Betsy Davis is a French teacher and the high school’s International Student Advisor. Davis is trying a plethora of new Zoom activities this year, and she has prepared to adapt to the stress and other difficulties surrounding distance learning. Davis enjoys watching her students grow as learners and as a community.

What do you like most about teaching French?
Helping the students progress and be excited about their learning. As the year progresses, I see them get excited about being able to show their personality to the language and start to joke around and feel more comfortable in the language. Sharing my love of the language and the various Francophone cultures around the world is really great, so it feels like a wonderful skill to be teaching students.

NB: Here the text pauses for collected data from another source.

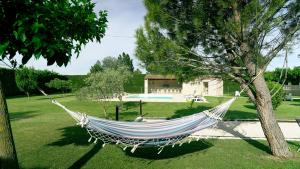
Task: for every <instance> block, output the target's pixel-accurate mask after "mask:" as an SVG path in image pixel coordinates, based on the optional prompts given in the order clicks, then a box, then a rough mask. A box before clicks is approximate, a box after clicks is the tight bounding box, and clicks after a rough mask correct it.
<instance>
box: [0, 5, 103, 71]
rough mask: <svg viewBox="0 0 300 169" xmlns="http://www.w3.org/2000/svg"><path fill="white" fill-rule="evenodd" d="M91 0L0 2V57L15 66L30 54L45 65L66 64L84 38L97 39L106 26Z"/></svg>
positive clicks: (29, 57)
mask: <svg viewBox="0 0 300 169" xmlns="http://www.w3.org/2000/svg"><path fill="white" fill-rule="evenodd" d="M94 6H95V4H94V3H93V2H92V1H91V0H72V1H69V0H59V1H58V0H53V1H31V0H22V1H16V0H8V1H1V2H0V59H2V60H4V59H8V60H10V61H11V63H13V65H14V66H16V61H15V60H14V56H15V55H16V53H19V54H20V55H21V56H22V64H26V63H27V62H28V60H29V59H30V58H31V57H32V56H34V57H35V58H36V59H39V58H41V57H43V58H45V59H46V60H47V62H48V65H52V64H54V63H56V64H57V65H59V66H62V65H67V64H68V62H69V60H70V58H71V56H72V54H73V53H75V54H77V56H78V55H79V52H80V50H81V47H82V45H85V44H87V43H88V41H91V40H96V41H98V42H100V40H101V38H102V37H103V36H104V33H105V28H106V22H107V20H106V16H107V13H106V11H100V12H99V14H98V15H97V14H95V13H94V11H93V8H94Z"/></svg>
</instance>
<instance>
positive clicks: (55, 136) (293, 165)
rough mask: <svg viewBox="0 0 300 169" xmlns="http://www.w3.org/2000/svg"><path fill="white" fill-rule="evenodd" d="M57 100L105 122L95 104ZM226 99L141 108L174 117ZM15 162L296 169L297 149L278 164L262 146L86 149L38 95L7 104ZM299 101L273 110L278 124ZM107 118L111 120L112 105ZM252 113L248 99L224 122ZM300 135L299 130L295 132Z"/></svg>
mask: <svg viewBox="0 0 300 169" xmlns="http://www.w3.org/2000/svg"><path fill="white" fill-rule="evenodd" d="M56 97H59V98H57V99H58V100H59V101H61V102H62V103H63V104H65V105H66V106H68V107H69V108H71V109H72V110H75V111H80V112H85V113H87V114H89V115H93V116H99V117H103V115H104V114H103V112H102V110H101V107H100V105H99V103H97V102H91V101H78V100H76V98H75V97H73V96H67V97H61V95H56ZM227 99H229V97H226V98H214V97H208V100H209V102H210V103H195V104H194V105H193V108H189V105H188V104H187V103H144V104H143V113H144V114H146V116H148V117H166V118H176V117H181V116H185V115H188V114H192V113H195V112H199V111H201V110H204V109H208V108H211V107H213V106H215V105H217V104H219V103H221V102H223V101H226V100H227ZM8 105H9V111H10V116H11V120H12V127H13V133H14V137H15V142H16V147H17V152H18V158H19V161H20V164H21V166H22V168H80V167H82V168H101V169H102V168H170V169H171V168H295V169H296V168H300V157H299V156H300V155H299V154H300V153H297V152H296V151H295V150H296V149H297V148H299V147H300V144H299V143H297V142H290V148H291V149H292V150H293V152H294V153H295V154H296V157H295V158H294V159H290V160H281V159H276V158H274V157H273V156H271V155H270V154H269V153H270V151H269V148H268V147H267V146H266V145H267V144H266V142H265V141H249V140H248V141H245V140H213V139H210V140H202V141H200V142H192V143H191V144H184V145H183V146H182V147H178V146H176V147H175V148H173V149H172V148H167V149H165V150H164V151H163V152H162V154H160V155H157V154H156V153H157V150H156V149H155V148H151V149H138V150H137V151H136V152H135V153H134V154H132V153H130V149H128V150H127V151H123V150H122V149H121V148H119V147H117V146H114V145H107V146H105V147H104V148H102V147H101V144H100V143H99V144H92V143H91V144H90V143H88V142H87V140H88V139H89V137H88V135H87V134H86V132H85V131H84V130H83V129H81V128H80V127H77V126H75V125H74V124H75V123H74V121H73V120H72V119H71V118H70V117H69V116H68V115H67V114H66V113H65V112H64V111H62V110H61V109H59V108H58V107H56V106H55V105H52V104H51V103H50V101H49V100H48V99H46V98H45V97H42V96H35V97H31V98H30V100H28V99H27V98H26V97H19V98H11V99H8ZM299 108H300V102H297V101H294V102H284V104H283V105H281V106H280V107H279V108H278V110H277V111H276V116H277V118H278V119H295V117H300V109H299ZM123 110H124V111H123V112H122V113H121V115H120V119H121V120H133V119H134V118H135V117H136V116H137V115H138V113H139V105H138V103H125V105H124V107H123ZM110 112H111V113H110V114H109V118H111V119H112V118H114V113H113V112H114V106H113V105H112V107H111V109H110ZM256 117H257V115H256V110H255V108H254V106H253V105H252V104H251V103H248V102H247V99H246V98H239V99H238V100H237V101H236V102H235V103H234V104H233V105H232V107H231V108H230V111H229V112H228V113H227V115H226V119H253V118H256ZM299 132H300V131H299Z"/></svg>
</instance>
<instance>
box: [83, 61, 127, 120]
mask: <svg viewBox="0 0 300 169" xmlns="http://www.w3.org/2000/svg"><path fill="white" fill-rule="evenodd" d="M130 76H131V73H130V72H129V71H128V69H127V68H126V67H119V68H117V69H105V70H103V71H101V72H96V73H91V74H89V76H88V77H87V78H86V87H83V88H82V89H81V90H80V93H79V96H80V97H83V98H89V99H94V100H97V101H99V102H100V103H101V105H102V108H103V110H104V116H105V117H108V113H109V112H108V108H109V106H110V105H111V101H112V99H114V98H117V99H118V100H119V101H120V102H121V103H122V97H123V95H124V85H125V83H127V82H128V80H129V78H130Z"/></svg>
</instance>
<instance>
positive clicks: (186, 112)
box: [168, 105, 258, 120]
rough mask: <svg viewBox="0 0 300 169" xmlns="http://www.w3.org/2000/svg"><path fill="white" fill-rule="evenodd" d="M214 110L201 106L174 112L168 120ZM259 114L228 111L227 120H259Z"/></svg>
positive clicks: (186, 108)
mask: <svg viewBox="0 0 300 169" xmlns="http://www.w3.org/2000/svg"><path fill="white" fill-rule="evenodd" d="M211 108H213V107H212V106H207V105H199V106H197V107H193V108H186V109H179V110H176V111H175V112H174V115H173V116H171V117H170V118H168V119H174V118H180V117H184V116H188V115H192V114H195V113H199V112H202V111H204V110H209V109H211ZM257 118H258V117H257V114H256V113H252V112H245V111H238V110H228V112H227V113H226V114H225V117H224V119H225V120H235V119H257Z"/></svg>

What are some activities you do in your class to try and help students learn?
One of my main goals is to help students feel comfortable in my class, feel safe, feel that they can take a chance and express something into a safe atmosphere. Music is [also] really important to me. And I think, learning French songs, not just from France, but from any Francophone country, helps the language stick. A lot of my students remember refrains from songs that they’ve learned. So I think that’s an important way to learn a language. And we try to bring in other ideas, like an expression of the week, which is a colloquial French expression that the French would actually say.

Have you found any small benefits to teaching online?
The staff have really come together in an amazing way to share ideas, be collegial, share collective wisdom and help each other out. It’s super supportive, and I’m always proud to be part of this staff. And I found even last spring and continuing into this fall that sometimes the one-on-one Zoom that I might have with the student who’s struggling, or who needs something, is sometimes almost a more personal conversation than we might have at school.

How do you think the quarantine will affect the attitudes and academic performances of your students?
Teachers are prepared to adjust the curriculum going forward. My students that I have now, I’ll take them from wherever they are right now and help them grow. I’m not expecting that they mastered everything that was presented to them last spring. I think we’re all struggling with mental health issues and fears and anxieties around all the craziness of the virus and other things going on in the world.

How will you reduce the stress of your students during virtual school?
I think just being kind and forgiving and flexible and bringing some humor in and levity into a tough situation right now. When I say flexibility, I mean lots of things: a deadline for a student who’s struggling, or flexibility when technology doesn’t work quite the way we hoped it would, things like that. Also, I’ll recognize that we are humans behind this screen, we are more than just this little box that we find ourselves in right now. And just to be kind to each other, and respect what we’re all trying to do here.